Briscoe would shoot.
And he did – over and over, with little success. Throughout the 2015-16 season, Briscoe’s jump shots failed with staggering regularity. He finished the season a chilly 44 percent from the floor, a bewildering 46 percent from the free throw line and a frightening 13.5 percent from behind the three-point arc. 
He’d been blessed with skills that had carried him to the pinnacle of college basketball, a wide spot on the road to the riches of the NBA. Only, it seemed, his body had betrayed him.
“That’s the first time I’ve heard that,” Briscoe said with a smile. He thought for a moment, considering the notion. “Yeah, why not?”
And if his body had, indeed, turned on him – inflicting his mechanics with miniscule blemishes that rendered his previously sweet jumper seriously flawed, Briscoe set out this summer to re-gain command.
“I’ve been in the gym,” he said, “trying to get my muscle memory right.” 
And there’s only one way to do that. 
“Just shooting,” he said. “Shooting, shooting, shooting.”
And from all accounts, it’s paying off. Sophomore big man Isaac Humphries says that in pickup games, Briscoe “never misses.” And his coach has taken notice.
“You know what I’m saying to Isaiah every practice?” Calipari asked. “You shoot every open shot. If you have a three or a jump shot, you shoot it. If you don’t shoot it, I’m going to get on you”.
It was Calipari who played a major role, predictably, in Briscoe 
returning to Kentucky for his sophomore season. The thought that he might actually enter the NBA Draft may have seemed ridiculous to Big Blue fans who suffered every time Briscoe clanged one off the rim last season. But the Newark, N.J. native said private workouts for 
NBA teams went so well after the season that he actually considered rolling the dice with his professional future.
Then he turned to the coaches – Calipari and his top assistant, Kenny Payne. And while they acknowledged that Briscoe had been performing well for the scouts, they also suggested that he back up those performances with another season of college ball, one that included him actually making field goals and free throws, so that when the 2017 draft rolls around, he won’t have to sit and wait, heart pounding and palms sweating.
“I trust Cal and I trust KP,” Briscoe said. “So I decided to come back. And I’m happy to be here.”
He might have launched enough bricks to build a barbecue pit, but Briscoe found other ways to contribute last season, which is what kept him on the floor. Slashing to the basket, rebounding, playing defense – ironically, his shooting woes forced him to more quickly develop the other elements of his game. 
“Unbelievable on the court, unbelievable,” Calipari said of Briscoe’s pre-season work. “Shooting the ball better, really proud of him. Still the same defending, rebounding guard that he was.”

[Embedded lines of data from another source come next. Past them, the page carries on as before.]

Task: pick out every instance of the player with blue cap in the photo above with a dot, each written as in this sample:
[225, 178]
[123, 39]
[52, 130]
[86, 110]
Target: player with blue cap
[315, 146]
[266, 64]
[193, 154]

He’s also working on becoming more of a leader, on and off the court. That’s what a perpetually young Kentucky team will need, every year. 
He didn’t say if it was the worst season of his young life, but it’s hard to believe Briscoe ever suffered through anything like it. And now, it’s just a painful memory.
“I got through it. It’s over with,” he said. “I’m here for a new year.”